In 2005, she was asked by Prime Minister Dominique de Villepin to join the French government as finance minister. She was initially nicknamed Madame La Gaffe after she called for changes in France’s labour laws.

By the end of her time in the finance ministry she had persuaded the French to take a more flexible approach to their 35-hour working week.

Law, French politics and international finance are still some of the professions most weighted against women: fewer than 20% of French MPs are female.

“For a woman at this level it’s probably more difficult than for a man,” says Bruno Silvestre, Lagarde’s former spokesman at the finance ministry. “Christine has to be as good as a man, which probably means better than a man.”

Yes, that is undoubtedly true, which makes it all the more annoying that this profile makes so many references to Lagarde’s physical appearance, as opposed to her  (very obvious) intellectual abilities.

So I think it’s unlikely that she “seems to have achieved the feminist ideal: the men in the boardroom admire her looks chastely”.

In any event, everyone’s feminist ideal is probably different but mine might be something along more the lines of “the men in the boardroom admire her work.”

  1. Agree massively.
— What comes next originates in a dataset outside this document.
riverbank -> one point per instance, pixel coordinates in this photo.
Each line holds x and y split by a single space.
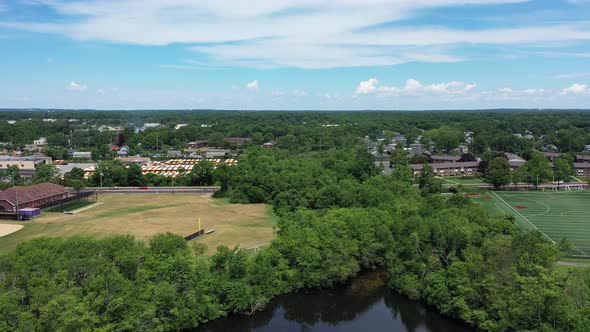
363 303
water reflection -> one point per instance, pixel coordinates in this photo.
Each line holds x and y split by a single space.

Apparently the feminist ideal is to capitulate to societal expectations as regards appearances and still happen to win at careers? Perhaps it’s the shoes she wears that make her so successful? Or maybe, just maybe the looking good is a function of the inequality we live with.
    I love that you point out the we do notice how other people look and dress. Women in particular do have to walk a fine line with clothing, to engender respect without apparently wishing to inspire lust, because that would make us sluts… long and complex topic there but yes, I like that you nod to it! Great post.